By Carol Volkart, DRA Newsletter Editor
More danger. Extra time. Less independence. That’s what Bus Balancing has meant for a blind Dunbar resident who has started a website and petition to publicize the impact of TransLink’s bus-stop-cutting program.
“I now have to ask strangers to guide me along streets and across intersections,” says Stephanie, a physically fit woman whose carefully established routines were turned upside-down by the loss of stops on the No. 7 and No. 2 routes.
TransLink says its Bus Balancing program is aimed at improving travel times and reliability while maintaining convenient access for passengers, but Stephanie says that for those coping with mobility or disability issues, it’s the opposite.
“I am very independent, but removing the bus stops is a huge problem and will be for so many other people,” she says. “I see it stopping people from going out and about, so it’s more isolation for seniors and people with disabilities.”
She says much of TransLink’s “propaganda” about Bus Balancing is misleading, and some is simply not true.
While TransLink says the program could cut two-and-a-half minutes off some one-way trips, providing an easier and more pleasant transit experience, that isn’t the reality for those struggling to get to more distant stops, she says.
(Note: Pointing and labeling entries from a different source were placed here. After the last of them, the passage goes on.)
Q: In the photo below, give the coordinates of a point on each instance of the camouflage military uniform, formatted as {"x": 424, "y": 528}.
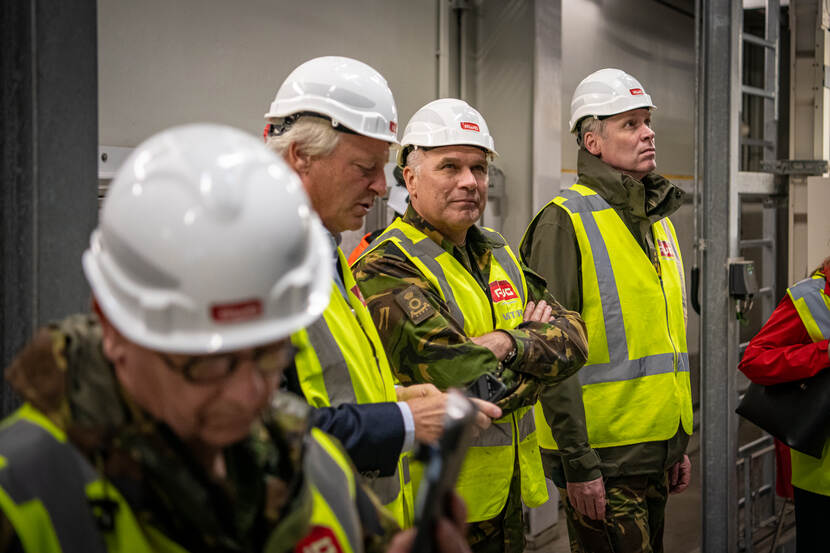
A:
{"x": 428, "y": 345}
{"x": 64, "y": 374}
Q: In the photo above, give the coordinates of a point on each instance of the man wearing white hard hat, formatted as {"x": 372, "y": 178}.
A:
{"x": 614, "y": 437}
{"x": 153, "y": 424}
{"x": 454, "y": 307}
{"x": 333, "y": 120}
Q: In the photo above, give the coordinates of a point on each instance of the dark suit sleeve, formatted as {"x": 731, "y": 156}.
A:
{"x": 372, "y": 433}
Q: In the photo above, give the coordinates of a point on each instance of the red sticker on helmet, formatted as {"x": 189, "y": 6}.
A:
{"x": 321, "y": 539}
{"x": 501, "y": 290}
{"x": 236, "y": 312}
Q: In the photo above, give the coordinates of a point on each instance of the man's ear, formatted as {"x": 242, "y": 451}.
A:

Its statement that it wouldn’t cut stops in busy convenient areas is the opposite of what she has experienced. Its assurance that bus stops won’t be so far apart as to make transit inaccessible is also not true. Many are four blocks apart, an impossible distance for those with mobility and disability issues, frail seniors, and people carrying young children and loads of groceries.
In fact, the new program “excludes seniors and people with disabilities from being able to access parts of transit so it’s a loss of mobility,” she says. “It also affects anyone who has had a stop removed where they live and for people with small children it makes it more difficult to get around.”
The reality, she says, is that Bus Balancing is “backward thinking and does not provide the service that is needed now or into the future.”
Stephanie gave three examples of how bus-stop cuts have made her life more inconvenient, stressful and dangerous:
- Fourth and Vine was a shopping hub for her, with its Safeway, Whole Foods and Shoppers Drug Mart on three corners easily accessible from east and westbound stops at Vine. The stops were removed when the No. 4 and 7 routes were “balanced” earlier this year. Now she gets off a stop early, at Balsam, and must depend on finding someone who will guide her the extra block to Whole Foods; she says it takes three months to fully learn a new block. “For the first time in 15 years of getting my groceries at Whole Foods, one of the employees there guided me to the bus stop because it was further for me to walk and it was a new stop and I had lots of food on my back, so lots of weight.”
- Removal of the No. 2 stop at 10th and Macdonald has cost her time, independence and added a dangerous intersection to her route. “It is a transfer point so people would get off the bus at 10th then walk to Broadway and turn right to catch the 99, 9 and 14 when the 14 was going east on Broadway,” she notes. Now, she says, she must catch an earlier bus to make her transfer on time, get off at Broadway on the north side of Macdonald “and have to ask a stranger to guide me across the street so I can get the bus. That intersection is a very busy intersection with people running red lights and turning right on to Macdonald.”
- Removal of the No. 7 stop at 26th and Dunbar has caused problems for her regular trip east along West 25th to Main, where she stocks up on two to three months’ worth of meat. She used to get off the northbound No. 7 bus at 26th, walk to 25th and turn right to catch the No. 25 on West 25th. Now she stays on the bus until 18th, then crosses Dunbar to catch the eastbound No. 25 at 17th. She chooses that route instead of crossing Dunbar at 25th because she’s concerned about aligning with the crosswalk when crossing such a wide street. “It adds up to 15 minutes to my trip and is an added stress.”
Stephanie says she started the website to draw attention to the problems Bus Balancing is creating for herself and others. She’s especially concerned because TransLink plans to expand the program throughout the region at the rate of four to eight routes a year, so all Metro residents will face similar issues.
Her website includes a petition link and offers readers a form they can fill out to tell TransLink what an “awesome” transit system looks like to them.
“Let’s not let TransLink’s short-sightedness dictate our lack of access to transit,” she writes. “Let’s design a transit system that is accessible for all people and one that is good for businesses and our community at large.”